Ce qui est plus préoccupant cette fois, c’est que la prétendue affaire Ndiaye a dépassé le cadre nauséabond de la fachosphère et de ses franges pour s’inviter dans le commentaire politique et dans la discussion des thèmes d’actualité, réflexe inconscient d’une élite qui ne voit pas que derrière ses ricanements s’exprime un refus de voir des profils atypiques réussir à leur tour. La diversité, la différence, on l’aime bien lorsqu’on doit l’aider, on l’aime bien dans le sport ou la musique, plus vraiment lorsqu’elle est au cœur de la machine du pouvoir…

Le cas de Sibeth Ndiaye est tout sauf anecdotique. Il ressemble au quotidien de milliers de nos concitoyens issus de l’immigration qui accèdent à des responsabilités dans leur univers professionnel et qui, malgré leurs efforts et la réalité de leurs compétences, sont perçus comme des passagers clandestins. Ils en viennent à se demander eux-mêmes si leurs accomplissements professionnels n’ont pas été commis par effraction.

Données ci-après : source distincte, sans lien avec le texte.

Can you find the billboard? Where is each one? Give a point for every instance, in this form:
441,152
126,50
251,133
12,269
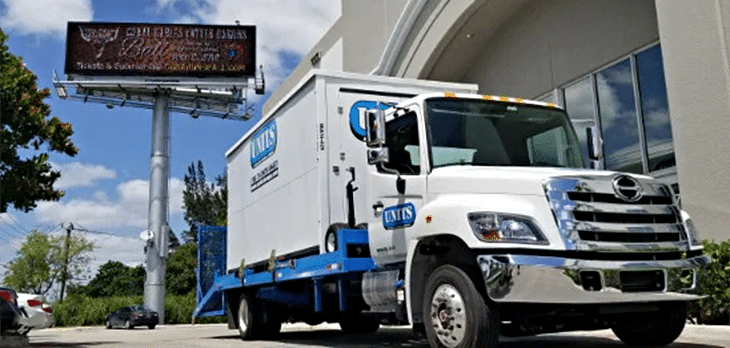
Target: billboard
135,49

Ces situations abîment le sentiment d’appartenance à notre pays, car le cœur de sa promesse est justement de reconnaître les mérites de chacun… Ces situations alimentent la panne de notre modèle d’intégration et le sentiment d’une forme d’hypocrisie de nos institutions…

Dans un tel contexte, que valent la promesse républicaine et les discours pleins de bons sentiments sur la réparation de l’ascenseur social ? Devrons-nous tolérer dans notre vie nationale que tous les Français de fraîche date accédant à des responsabilités soient dépeints comme des caractériels, des brutaux, des incapables, de joyeux drilles promus par l’opération du Saint-Esprit ?

Sibeth Ndiaye ne demande pas de statut particulier. Elle fait son métier. Assez discrètement d’ailleurs, ce qui, à l’ère du tweet, est rare pour un conseiller en communication. Elle le fait avec son style et avec des compétences qui lui ont permis de contribuer à une victoire à l’élection présidentielle. C’est tout ce qui devrait compter.